Well, they say it’s the hope that kills you.

Iran was unlucky not to be three goals to the good, even before Welsh keeper Wayne Hennessey decided to channel his inner Harald Schumacher (only look him up if you’re not squeamish about one of the most reckless and violent fouls in World Cup history).

Reduced to 10 men, what was left of our already paper-thin midfield was totally torn apart, and the Iranians delivered the nerve-jangling fixture’s first goal, immediatel­y followed by its decisive twin, in the final two minutes of added time.

It was like all of the air was sucked out of the room and a stunned silence descended on Chez McCarthy. That vacuum was soon filled by a barrage of redfaced, neck vein-bulging, dive bar vernacular that not only questioned the parenthood of the scorers and the referee, but also the expertise of the manager and the intellectu­al fortitude of certain Welsh players.

The weekend was ruined. The games that followed on Friday, nor the fixtures for Saturday, held any appeal. It was like the top of the salt cellar coming off while you’re seasoning a Wagyu steak. The whole thing was a write-off.

However, a long walk in the bracing Beijing weather blew away some of the Guinness-spun cobwebs, and I started to feel more philosophi­cal.

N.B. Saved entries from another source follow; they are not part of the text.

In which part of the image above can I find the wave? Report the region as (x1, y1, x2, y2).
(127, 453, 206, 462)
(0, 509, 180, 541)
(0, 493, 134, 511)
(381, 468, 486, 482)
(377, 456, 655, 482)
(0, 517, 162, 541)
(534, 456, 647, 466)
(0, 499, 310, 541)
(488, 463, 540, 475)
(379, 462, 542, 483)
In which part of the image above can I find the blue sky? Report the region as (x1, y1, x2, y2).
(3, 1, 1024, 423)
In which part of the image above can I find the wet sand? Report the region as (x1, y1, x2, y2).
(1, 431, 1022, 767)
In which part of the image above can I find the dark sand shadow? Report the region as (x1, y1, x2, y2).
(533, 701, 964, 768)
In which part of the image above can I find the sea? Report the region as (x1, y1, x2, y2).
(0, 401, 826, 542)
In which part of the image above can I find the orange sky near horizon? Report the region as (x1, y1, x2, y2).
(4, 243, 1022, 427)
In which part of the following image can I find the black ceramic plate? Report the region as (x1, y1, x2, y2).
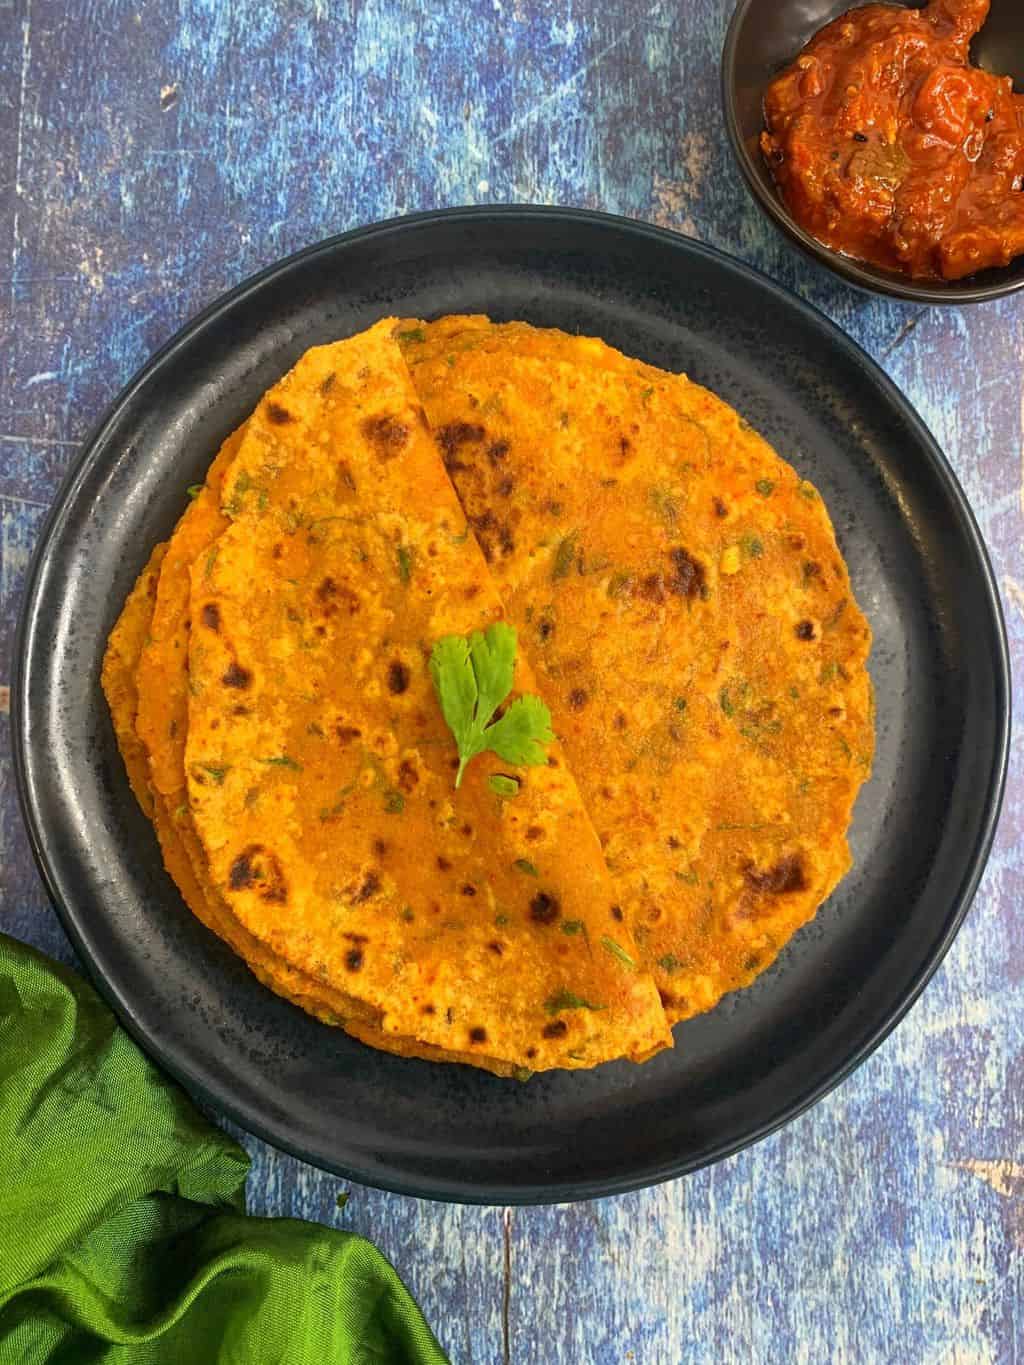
(13, 208, 1009, 1204)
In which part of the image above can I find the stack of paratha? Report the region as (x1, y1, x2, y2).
(103, 316, 873, 1076)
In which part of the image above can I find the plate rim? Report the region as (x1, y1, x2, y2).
(12, 205, 1012, 1204)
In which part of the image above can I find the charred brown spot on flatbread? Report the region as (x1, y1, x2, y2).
(658, 988, 688, 1014)
(530, 892, 560, 925)
(361, 414, 410, 460)
(351, 872, 381, 904)
(469, 509, 516, 563)
(639, 574, 666, 603)
(542, 1019, 568, 1039)
(387, 660, 411, 694)
(228, 844, 288, 905)
(229, 850, 256, 890)
(316, 576, 359, 616)
(222, 661, 252, 689)
(201, 603, 220, 631)
(668, 547, 707, 599)
(743, 853, 807, 897)
(437, 421, 485, 472)
(266, 401, 294, 425)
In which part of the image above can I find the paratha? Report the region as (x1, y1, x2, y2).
(183, 319, 671, 1074)
(402, 317, 874, 1023)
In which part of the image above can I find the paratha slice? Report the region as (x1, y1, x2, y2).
(402, 317, 874, 1024)
(135, 428, 245, 804)
(102, 543, 301, 1005)
(125, 428, 382, 1029)
(185, 319, 670, 1073)
(101, 543, 167, 820)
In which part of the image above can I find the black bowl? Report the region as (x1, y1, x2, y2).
(722, 0, 1024, 304)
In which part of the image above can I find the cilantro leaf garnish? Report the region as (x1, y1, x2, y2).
(488, 774, 520, 798)
(259, 754, 302, 771)
(600, 936, 636, 969)
(552, 530, 580, 580)
(396, 544, 413, 585)
(544, 989, 605, 1015)
(429, 623, 554, 787)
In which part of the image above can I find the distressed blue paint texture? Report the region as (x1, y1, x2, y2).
(1, 2, 1021, 1362)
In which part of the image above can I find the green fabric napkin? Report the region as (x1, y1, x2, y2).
(0, 932, 449, 1364)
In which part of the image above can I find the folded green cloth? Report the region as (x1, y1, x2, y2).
(0, 933, 449, 1364)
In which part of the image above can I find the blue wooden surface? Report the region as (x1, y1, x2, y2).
(1, 2, 1022, 1361)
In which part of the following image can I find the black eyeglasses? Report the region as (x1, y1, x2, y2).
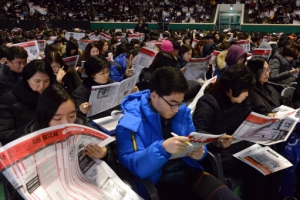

Mathematic­ally speaking, there is still a slim chance we can make it out of the group. It will take a miracle. A win against our niggly neighbor, England, and a tied game between the US and Iran. Simple.

Can we go a step further than the Scotland team in 1978? That team, after cruelly denying us our plane ticket to Argentina, fell afoul of Peru, drew with Iran, but stood victorious in the face of Dutch “total football”, just by too few goals to proceed.

Will Wales enjoy an Archie Gemmill moment to propel the team into the last 16? It’s unlikely, as there is a sense that Wales is witnessing the sun set on its golden era. That said, ending our tournament with a win would certainly go some way to scraping away the saltiness and restoring my appetite for what is left of this feast of football.